Graphs of Polynomial Functions — Free Game

Graphs of Polynomial Functions

Polynomial graphs are smooth, continuous curves without any sharp corners or breaks. To sketch them accurately without plotting dozens of points, we analyze three main features: end behavior, zeros (x-intercepts), and the multiplicity of those zeros.

End Behavior

The "end behavior" of a polynomial describes what happens to the graph as $x$ gets very large (approaches $\infty$ ) or very small (approaches $-\infty$ ). This is completely determined by the function's leading term $ax^n$ .

Even Degree, Positive $a$ : Both ends point up ( $\uparrow, \uparrow$ ).
Even Degree, Negative $a$ : Both ends point down ( $\downarrow, \downarrow$ ).
Odd Degree, Positive $a$ : Left end points down, right end points up ( $\downarrow, \uparrow$ ).
Odd Degree, Negative $a$ : Left end points up, right end points down ( $\uparrow, \downarrow$ ).

Example: Determine the end behavior of $f(x) = -3x^5 + 2x^3 - x$ .

The leading term is $-3x^5$ .
The degree is $5$ (an odd number).
The leading coefficient is $-3$ (a negative number).
Conclusion: As $x \to -\infty$ , $f(x) \to \infty$ . As $x \to \infty$ , $f(x) \to -\infty$ . The graph rises on the left and falls on the right.

Zeros and Multiplicity

The zeros (or roots) of a polynomial are the $x$ -values where $f(x) = 0$ . These are the x-intercepts of the graph.

The multiplicity of a zero is the exponent of its corresponding factor $(x - c)^m$ . The multiplicity tells us how the graph behaves at that specific x-intercept:

Odd Multiplicity ( $m = 1, 3, 5, ...$ ): The graph crosses the x-axis at $x = c$ . (If $m > 1$ , it flattens out slightly as it crosses).
Even Multiplicity ( $m = 2, 4, 6, ...$ ): The graph touches the x-axis and bounces back at $x = c$ .

Sketching a Polynomial Graph

Let's put it all together to sketch a graph.

Example: Sketch the graph of $f(x) = -(x + 1)^2(x - 2)(x - 4)$ .

Step 1: Determine the End Behavior Imagine expanding the polynomial to find the leading term. Multiply the leading terms of each factor: $-(x)^2(x)(x) = -x^4$ .

The degree is $4$ (even) and the leading coefficient is negative.
End behavior: Both ends point down ( $\downarrow, \downarrow$ ).

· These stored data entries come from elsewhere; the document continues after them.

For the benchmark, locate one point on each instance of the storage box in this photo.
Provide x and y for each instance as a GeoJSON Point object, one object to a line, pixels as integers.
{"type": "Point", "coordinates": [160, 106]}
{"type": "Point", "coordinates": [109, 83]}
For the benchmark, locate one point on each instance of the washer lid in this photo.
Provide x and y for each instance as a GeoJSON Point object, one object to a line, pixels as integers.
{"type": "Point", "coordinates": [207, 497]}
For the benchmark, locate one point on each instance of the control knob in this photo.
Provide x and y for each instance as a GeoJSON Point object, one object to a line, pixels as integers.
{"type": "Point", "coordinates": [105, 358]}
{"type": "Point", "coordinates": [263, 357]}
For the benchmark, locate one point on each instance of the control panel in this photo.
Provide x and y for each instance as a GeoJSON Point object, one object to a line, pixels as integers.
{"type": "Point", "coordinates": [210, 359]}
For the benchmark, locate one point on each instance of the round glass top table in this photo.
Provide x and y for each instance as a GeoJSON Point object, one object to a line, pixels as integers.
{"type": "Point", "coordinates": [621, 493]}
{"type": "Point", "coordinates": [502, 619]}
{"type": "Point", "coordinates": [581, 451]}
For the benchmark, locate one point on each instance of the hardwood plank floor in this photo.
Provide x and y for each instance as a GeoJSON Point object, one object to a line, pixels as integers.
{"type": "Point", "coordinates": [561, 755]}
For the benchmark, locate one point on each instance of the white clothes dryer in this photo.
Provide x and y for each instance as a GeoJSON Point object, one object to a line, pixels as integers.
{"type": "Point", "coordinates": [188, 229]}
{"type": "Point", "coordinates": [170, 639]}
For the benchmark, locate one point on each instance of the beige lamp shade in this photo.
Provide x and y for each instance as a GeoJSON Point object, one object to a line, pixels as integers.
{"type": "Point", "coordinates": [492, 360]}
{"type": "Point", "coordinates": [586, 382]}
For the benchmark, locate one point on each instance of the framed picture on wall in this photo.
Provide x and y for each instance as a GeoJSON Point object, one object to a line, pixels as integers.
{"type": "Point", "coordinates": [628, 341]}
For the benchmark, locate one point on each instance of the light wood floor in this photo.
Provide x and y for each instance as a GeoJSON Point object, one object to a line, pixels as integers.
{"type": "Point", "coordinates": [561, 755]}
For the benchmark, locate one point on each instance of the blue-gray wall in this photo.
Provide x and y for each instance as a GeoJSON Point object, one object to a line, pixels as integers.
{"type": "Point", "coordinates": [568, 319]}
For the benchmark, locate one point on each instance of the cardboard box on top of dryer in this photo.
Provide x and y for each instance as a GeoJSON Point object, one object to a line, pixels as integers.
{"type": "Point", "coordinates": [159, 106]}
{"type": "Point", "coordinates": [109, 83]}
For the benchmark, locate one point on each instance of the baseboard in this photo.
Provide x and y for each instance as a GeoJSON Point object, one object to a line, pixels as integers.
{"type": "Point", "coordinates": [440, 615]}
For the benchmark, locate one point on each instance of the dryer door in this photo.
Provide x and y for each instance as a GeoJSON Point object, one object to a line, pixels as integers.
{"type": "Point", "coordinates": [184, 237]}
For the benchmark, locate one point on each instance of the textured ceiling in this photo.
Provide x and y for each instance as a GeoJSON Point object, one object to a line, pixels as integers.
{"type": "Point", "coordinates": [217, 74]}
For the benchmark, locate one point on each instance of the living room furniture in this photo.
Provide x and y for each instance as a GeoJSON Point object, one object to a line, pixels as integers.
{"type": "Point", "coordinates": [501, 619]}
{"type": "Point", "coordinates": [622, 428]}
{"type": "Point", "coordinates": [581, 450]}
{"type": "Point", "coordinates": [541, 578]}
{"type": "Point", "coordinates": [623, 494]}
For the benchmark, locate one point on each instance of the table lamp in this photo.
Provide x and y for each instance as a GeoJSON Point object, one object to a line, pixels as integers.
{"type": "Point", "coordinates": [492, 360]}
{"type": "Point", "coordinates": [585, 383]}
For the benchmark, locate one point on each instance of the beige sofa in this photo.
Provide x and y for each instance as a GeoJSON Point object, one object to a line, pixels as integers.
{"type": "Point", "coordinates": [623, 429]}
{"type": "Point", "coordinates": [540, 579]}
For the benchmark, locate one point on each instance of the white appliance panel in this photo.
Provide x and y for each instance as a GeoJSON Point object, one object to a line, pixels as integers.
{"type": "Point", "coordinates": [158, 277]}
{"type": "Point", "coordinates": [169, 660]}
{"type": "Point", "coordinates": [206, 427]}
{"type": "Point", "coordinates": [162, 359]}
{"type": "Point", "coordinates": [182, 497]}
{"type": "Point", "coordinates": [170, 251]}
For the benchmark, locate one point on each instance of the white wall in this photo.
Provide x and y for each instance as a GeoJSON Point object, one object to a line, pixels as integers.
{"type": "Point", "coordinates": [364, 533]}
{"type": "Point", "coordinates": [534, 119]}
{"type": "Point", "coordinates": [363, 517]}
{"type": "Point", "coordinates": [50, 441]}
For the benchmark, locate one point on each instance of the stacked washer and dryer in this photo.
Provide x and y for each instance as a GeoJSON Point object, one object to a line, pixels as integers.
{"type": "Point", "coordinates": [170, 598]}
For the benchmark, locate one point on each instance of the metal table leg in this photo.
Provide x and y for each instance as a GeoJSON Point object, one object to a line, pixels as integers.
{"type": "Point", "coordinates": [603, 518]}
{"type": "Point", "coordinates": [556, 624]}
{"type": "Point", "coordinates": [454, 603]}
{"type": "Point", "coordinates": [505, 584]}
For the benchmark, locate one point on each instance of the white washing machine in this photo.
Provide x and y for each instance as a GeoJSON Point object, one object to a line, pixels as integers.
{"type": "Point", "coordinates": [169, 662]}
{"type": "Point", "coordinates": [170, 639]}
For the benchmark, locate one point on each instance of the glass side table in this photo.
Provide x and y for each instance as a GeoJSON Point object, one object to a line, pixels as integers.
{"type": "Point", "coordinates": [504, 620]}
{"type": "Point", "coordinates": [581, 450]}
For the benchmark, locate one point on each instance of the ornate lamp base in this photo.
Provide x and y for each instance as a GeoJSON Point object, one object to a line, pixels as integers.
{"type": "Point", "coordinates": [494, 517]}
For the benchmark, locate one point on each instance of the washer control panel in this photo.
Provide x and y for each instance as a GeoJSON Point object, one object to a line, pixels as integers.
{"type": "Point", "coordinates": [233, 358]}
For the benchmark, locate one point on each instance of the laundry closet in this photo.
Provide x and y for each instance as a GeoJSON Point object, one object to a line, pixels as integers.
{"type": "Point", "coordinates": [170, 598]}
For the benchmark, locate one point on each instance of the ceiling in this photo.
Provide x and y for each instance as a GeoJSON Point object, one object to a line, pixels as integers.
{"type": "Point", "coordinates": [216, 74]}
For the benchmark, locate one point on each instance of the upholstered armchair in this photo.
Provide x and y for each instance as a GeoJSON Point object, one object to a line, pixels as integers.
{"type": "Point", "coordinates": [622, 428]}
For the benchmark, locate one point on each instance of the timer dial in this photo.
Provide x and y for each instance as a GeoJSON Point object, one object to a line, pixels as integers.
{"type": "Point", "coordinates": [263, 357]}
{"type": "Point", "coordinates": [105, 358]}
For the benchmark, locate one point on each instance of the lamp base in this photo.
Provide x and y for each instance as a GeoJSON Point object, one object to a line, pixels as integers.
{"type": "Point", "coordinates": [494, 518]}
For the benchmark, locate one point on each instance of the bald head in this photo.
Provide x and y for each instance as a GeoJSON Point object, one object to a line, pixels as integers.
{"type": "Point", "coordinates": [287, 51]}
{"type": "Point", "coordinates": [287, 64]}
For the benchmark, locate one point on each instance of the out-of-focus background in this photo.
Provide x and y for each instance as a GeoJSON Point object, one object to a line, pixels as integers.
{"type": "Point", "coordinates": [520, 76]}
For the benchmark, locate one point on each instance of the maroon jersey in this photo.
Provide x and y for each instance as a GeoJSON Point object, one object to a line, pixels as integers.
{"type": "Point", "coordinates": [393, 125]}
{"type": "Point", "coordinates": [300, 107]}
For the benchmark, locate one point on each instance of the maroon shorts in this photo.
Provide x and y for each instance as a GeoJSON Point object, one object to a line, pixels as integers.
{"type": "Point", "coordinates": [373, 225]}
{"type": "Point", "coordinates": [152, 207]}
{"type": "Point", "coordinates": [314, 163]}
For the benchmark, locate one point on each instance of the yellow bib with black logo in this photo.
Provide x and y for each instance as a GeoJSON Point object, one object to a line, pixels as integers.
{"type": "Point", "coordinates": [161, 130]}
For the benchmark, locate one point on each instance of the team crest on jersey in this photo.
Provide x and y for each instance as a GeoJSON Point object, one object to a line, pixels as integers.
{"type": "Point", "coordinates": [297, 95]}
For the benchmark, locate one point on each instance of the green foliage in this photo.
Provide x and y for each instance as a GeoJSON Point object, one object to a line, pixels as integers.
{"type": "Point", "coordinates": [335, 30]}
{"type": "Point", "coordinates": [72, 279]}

Step 2: Find the Zeros and their Multiplicity Set each factor to zero:

$(x + 1)^2 = 0 \implies x = -1$ . Multiplicity is $2$ (even), so the graph touches the x-axis.
$x - 2 = 0 \implies x = 2$ . Multiplicity is $1$ (odd), so the graph crosses the x-axis.
$x - 4 = 0 \implies x = 4$ . Multiplicity is $1$ (odd), so the graph crosses the x-axis.

Step 3: Find the Y-intercept Set $x = 0$ : $f(0) = -(0 + 1)^2(0 - 2)(0 - 4) = -(1)(-2)(-4) = -8$ The y-intercept is $(0, -8)$ .

Step 4: Draw the Sketch

Start from the bottom left (since the left end points down).
Bring the curve up to touch the x-axis at $x = -1$ , then bounce back down.
Pass through the y-intercept at $(0, -8)$ .
Curve back up to cross the x-axis at $x = 2$ .
Curve back down to cross the x-axis at $x = 4$ .
Continue downwards towards the bottom right (matching the end behavior).